I agree it’s now time to get back to the OPs daughter.

@planner03, Brown made it clear that they evaluate one’s best subscores and I think Yale is saying the same thing, so I don’t think it matters whether they ever recalculate a composite.

@Chembiodad

Sure it does. Some Ivies superscore ACTs for admission but none that I know of report the supercored composite to US News, etc. As I said, the ranking is misleading. Truth in advertising. :slight_smile:

https://www.brown.edu/admission/undergraduate/do-you-accept-score-choice-or-do-you-super-score-standardized-testing

https://college.harvard.edu/does-harvard-superscore-test-results

https://meetezra.admissions.cornell.edu/index-simple.php?responseId=1551&type=2

@catmom but i haven’t made up any fake facts…all i am saying is that Vanderbilt gives more focus on SATs than many higher ranked schools that are seen as harder to get in. If you look at the Vanderbilt CDS, you see that the GPA averages are quite lower than the ivies/top 10-15 schools while the SAT scores are as good or even slightly better in some cases. This shows that Vanderbilt places an extra focus on SAT scores, primarily because of the weight they have on USNews rankings.

What I’m getting is that your D doesn’t want a highly competitive environment and likes aesthetically pleasing campuses. Nothing wrong with those criteria. Someone mentioned Rice upthread. I thought that it and Wash U. were among the loveliest campuses we visited.They both seem to have very collaborative environments and happy students.

Large publics might give your D the type of environment she seeks. UVA in particular is a lovely campus. If she doesn’t mind smaller LACs, there are many beautiful campuses with great student bodies.

@chembiodad we were discussing superscoring in the context of how colleges report ACT scores, so whether or not they recalculate a composite is really all that matters. The reported scores seem to be best composites, not superscores.

S has a higher superscored ACT than his best composite, so I did the research to see if it was beneficial to send both scores since ACT charges to send each test date. As @crewdad points out, I found almost no schools that superscore. Sure, the “look” at all scores, but that has always been the case.

I was pointing out that the Ivies, Berkeley, Vanderbilt, etc., don’t create or report a superscored composite.

Many schools superscore, including the LACs frequently mentioned on CC. The superscored composite is reported to US News, etc. The ACT ranking linked upthread is misleading

The full list can be downloaded at https://www.princetonreview.com/college-advice/colleges-superscore-act

Penn95, no it doesn’t show extra focus on the scores.

Can we please realize the CDS is not a recipe? It’s not a hierarchy of wants. It’s not policed, there is no standardization. If one line item is ranked Very Important and another is Important or Considered, it doesn’t mean one trumps. Eg, at V, lousy LoRs are a risk, even with the stats. The fact that H calls most of it “Considered” does not means they’re any less interested in the various factors and the whole they form.

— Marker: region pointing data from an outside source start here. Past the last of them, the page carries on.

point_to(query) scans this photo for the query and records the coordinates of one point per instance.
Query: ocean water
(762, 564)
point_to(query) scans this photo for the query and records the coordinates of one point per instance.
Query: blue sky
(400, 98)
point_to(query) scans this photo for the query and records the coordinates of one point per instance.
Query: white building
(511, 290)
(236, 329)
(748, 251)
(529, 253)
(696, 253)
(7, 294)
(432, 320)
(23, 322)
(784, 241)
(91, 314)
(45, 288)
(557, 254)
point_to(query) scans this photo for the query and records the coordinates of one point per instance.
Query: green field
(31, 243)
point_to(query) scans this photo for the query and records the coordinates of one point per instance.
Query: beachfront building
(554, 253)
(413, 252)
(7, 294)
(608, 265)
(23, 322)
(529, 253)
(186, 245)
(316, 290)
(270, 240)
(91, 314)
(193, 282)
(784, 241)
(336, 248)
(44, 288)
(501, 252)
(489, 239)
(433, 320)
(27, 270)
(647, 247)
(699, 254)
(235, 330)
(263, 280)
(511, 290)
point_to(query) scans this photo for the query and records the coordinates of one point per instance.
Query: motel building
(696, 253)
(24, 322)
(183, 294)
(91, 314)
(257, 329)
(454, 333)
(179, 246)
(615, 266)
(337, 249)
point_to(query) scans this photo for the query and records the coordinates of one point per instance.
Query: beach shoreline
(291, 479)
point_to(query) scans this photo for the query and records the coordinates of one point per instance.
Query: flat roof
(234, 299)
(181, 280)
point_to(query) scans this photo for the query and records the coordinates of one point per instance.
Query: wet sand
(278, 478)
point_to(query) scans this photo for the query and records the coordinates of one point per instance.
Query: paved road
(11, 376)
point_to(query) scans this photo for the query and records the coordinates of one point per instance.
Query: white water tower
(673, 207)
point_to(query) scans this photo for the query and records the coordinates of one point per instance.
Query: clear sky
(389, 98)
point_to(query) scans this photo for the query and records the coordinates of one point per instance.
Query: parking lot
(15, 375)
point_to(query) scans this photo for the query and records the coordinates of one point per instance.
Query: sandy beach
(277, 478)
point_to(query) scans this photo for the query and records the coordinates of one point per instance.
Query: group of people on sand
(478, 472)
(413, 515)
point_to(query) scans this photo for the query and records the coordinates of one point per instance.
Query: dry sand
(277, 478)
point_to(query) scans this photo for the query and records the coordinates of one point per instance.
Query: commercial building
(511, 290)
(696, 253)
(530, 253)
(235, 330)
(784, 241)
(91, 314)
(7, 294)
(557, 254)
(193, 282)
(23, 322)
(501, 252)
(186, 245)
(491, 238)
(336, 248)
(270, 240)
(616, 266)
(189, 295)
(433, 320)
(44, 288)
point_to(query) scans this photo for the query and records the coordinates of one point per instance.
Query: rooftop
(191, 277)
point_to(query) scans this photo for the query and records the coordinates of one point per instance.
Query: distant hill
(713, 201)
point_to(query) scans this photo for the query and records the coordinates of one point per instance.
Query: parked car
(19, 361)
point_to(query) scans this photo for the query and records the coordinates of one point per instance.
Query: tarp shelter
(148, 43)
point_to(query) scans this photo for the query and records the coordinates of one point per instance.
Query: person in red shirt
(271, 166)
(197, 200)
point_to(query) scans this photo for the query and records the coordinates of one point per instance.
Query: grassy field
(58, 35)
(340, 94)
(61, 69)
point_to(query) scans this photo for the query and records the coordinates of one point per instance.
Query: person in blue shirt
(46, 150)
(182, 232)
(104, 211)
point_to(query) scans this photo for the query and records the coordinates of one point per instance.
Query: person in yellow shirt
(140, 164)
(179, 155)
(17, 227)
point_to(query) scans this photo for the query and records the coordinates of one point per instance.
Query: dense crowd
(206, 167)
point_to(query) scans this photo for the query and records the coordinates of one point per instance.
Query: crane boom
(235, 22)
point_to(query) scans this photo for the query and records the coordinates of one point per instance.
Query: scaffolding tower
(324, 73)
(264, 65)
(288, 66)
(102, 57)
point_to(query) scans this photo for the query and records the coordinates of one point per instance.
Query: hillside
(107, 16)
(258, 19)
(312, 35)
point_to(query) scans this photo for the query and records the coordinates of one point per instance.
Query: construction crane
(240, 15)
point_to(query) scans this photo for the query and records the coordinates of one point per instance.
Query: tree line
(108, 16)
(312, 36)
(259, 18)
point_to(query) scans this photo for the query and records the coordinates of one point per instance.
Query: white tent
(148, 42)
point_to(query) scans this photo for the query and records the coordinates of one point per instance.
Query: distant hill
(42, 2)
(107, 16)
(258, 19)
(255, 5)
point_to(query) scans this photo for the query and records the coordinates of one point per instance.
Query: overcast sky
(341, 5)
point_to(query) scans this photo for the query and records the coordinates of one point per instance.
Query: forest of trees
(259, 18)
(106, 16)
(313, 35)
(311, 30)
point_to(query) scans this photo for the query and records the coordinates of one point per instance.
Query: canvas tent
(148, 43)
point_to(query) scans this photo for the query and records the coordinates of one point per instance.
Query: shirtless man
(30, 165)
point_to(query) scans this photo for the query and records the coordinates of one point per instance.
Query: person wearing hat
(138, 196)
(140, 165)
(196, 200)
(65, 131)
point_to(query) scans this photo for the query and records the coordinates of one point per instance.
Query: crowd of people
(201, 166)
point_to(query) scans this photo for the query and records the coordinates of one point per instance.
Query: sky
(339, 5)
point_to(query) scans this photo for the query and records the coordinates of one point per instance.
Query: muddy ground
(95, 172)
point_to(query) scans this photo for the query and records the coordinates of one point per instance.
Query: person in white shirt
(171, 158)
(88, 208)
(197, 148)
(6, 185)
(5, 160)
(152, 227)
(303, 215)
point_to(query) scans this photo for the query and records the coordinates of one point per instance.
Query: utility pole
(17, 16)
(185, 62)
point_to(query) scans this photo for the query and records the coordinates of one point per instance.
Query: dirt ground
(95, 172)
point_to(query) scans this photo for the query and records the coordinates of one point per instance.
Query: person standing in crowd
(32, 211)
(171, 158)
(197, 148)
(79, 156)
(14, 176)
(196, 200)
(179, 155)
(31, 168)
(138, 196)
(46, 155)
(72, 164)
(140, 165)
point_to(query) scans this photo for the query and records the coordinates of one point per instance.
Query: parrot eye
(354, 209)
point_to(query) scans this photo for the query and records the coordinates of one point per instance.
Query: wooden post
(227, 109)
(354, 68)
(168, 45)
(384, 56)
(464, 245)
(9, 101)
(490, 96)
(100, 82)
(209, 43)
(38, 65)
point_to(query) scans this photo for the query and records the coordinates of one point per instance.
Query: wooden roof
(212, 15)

And it reflects matriculated kids. That is, after the admitted kids made their decisions. Most of us think it’s a pretty safe bet the most top performing kids may choose H over V, but there are many factors, including regional preference, that might draw an admitted kid to one or another. V has about a 50% yield, while H has about 85%. That difference is very likely reflected in the stat figures for actual matriculants. There’s little to glean about how adcoms decide.